C'è un filo rosso che collega i tentativi (finiti male) di modernizzare il
rapporto fra Stato e Cittadini grazie alle tecnologie dell'informazione: l'abuso
cieco della tecnologia commesso dal legislatore e dall'esecutivo a danno degli
istituti giuridici dei quali si voleva consentire la fruizione online.
Le vicende legate all'inviluppo della firma digitale e della carta di
identità elettronica sono, da questo punto di vista, realmente paradigmatiche
perché sono state caratterizzate dalla confusione sistematica fra identità e
identificazione.
Ho scritto diversi articoli sul tema dell'identità personale e della
progressiva privatizzazione dei criteri e dei metodi (uso la parola
"metodi" con un fine preciso) per certificarla. Volutamente, ho
parlato e parlo di identità tout-court e non di identità "virtuale",
"online" e di altri "aggettivi 2.0" perché da un punto di
vista giuridico il soggetto è uno (la persona), e una è la sua identità a
prescindere dal metodo che viene utilizzato per verificarla.
L'identificazione è un atto giuridico, non un fatto tecnico, e in quanto
tale non ammette "gradazioni": quando un poliziotto mi ferma per un
controllo documenti o quando stipulo un contratto delle due l'una: o io sono io,
oppure non lo sono. Il tertium genus, nel diritto, non esiste.
D'altra parte, è un fatto che le teorie giuridiche dell'identità e
dell'identificazione sono state pensate in un periodo storico dove lo Stato
aveva avocato sé il controllo sociale e l'identificazione del cittadino
obbediva, innanzi tutto, a logiche di ordine pubblico riservando ad ambiti
ristretti il ricorso alla "identificazione certa" tramite pubblico
ufficiale (tipicamente, compravendite immobiliari e poco altro).
Questo status quo era il prodotto di (o era stato causato da) un sistema
economico nel quale gli scambi avvenivano a velocità, frequenza e intensità
molto basse, e nei quali il fattore tempo aveva un'importanza relativa.
Chi ha vissuto almeno una parte dell'età adulta nel mondo pre-internet
ricorda bene quanto fosse normale "ordinare" un prodotto in un negozio
e aspettare settimane prima di poterlo ricevere. C'era tutto il tempo per
negoziare i termini dell'acquisto, stabilire i modi del pagamento e - sopratutto
- per "guardarsi in faccia". Breve: le dinamiche economiche dell'epoca
non richiedevano regole giuridiche in grado di gestire le transazioni alla
velocità della rete.
L'arrivo dell'e-commerce e della possibilità di fruire online di servizi
tradizionali e di nuove opportunità ha sconvolto la continuità giuridica,
inserendo il fattore tempo nell'equazione della compravendita. Tutto è più
veloce, se non addirittura istantaneo e in una ipertransazione giuridica non
c'è tempo per timbri a secco e copie conformi.

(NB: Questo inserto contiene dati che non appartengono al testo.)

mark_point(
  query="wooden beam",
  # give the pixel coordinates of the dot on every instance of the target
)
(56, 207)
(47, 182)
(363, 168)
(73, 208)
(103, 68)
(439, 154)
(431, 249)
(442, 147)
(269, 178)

Ancora una volta - anzi, fin dall'inizio - è Amazon a fare scuola: struttura
il processo di acquisto su una identificazione forte, ma realizzata con sistemi
leggeri (la carta di credito, come sostituto di quella di identità, incrociata
con l'indirizzo di residenza e consegna dei prodotti ordinati).
Viceversa (vedi il caso di SPID, ma prima ancora il tentativo di far passare
per firma digitale l'uso delle credenziali di autenticazione) sempre più spesso
ci troviamo di fronte a identificazioni deboli realizzate con strumenti
(teoricamente) forti.
Posta la questione in questi termini, risulta allora evidente che nella gestione
pubblica dell'identità digitalizzata siamo di fronte a un'inversione fra
obiettivi e metodi: come amava ripetere spesso Giancarlo Livraghi "la coda
agita il cane".
Per poter affrontare seriamente il tema del "identificare con
certezza" dobbiamo innanzi tutto essere disposti ad accettare un concetto
di identità più articolato (per contenuti e finalità), lasciando però
graniticamente fermo quello di identificazione.
Senza questo passaggio, di marca strettamente giuridica, il settore pubblico
continuerà a sprecare tempo e soldi in una tela di Arianna fatta di firma
digitale, carta d'identità elettronica, carta nazionale dei servizi e - da
ultimo - di Sistema pubblico di identità digitale, senza riuscire a proiettare
l'Italia - non dico nel futuro - ma almeno nel presente.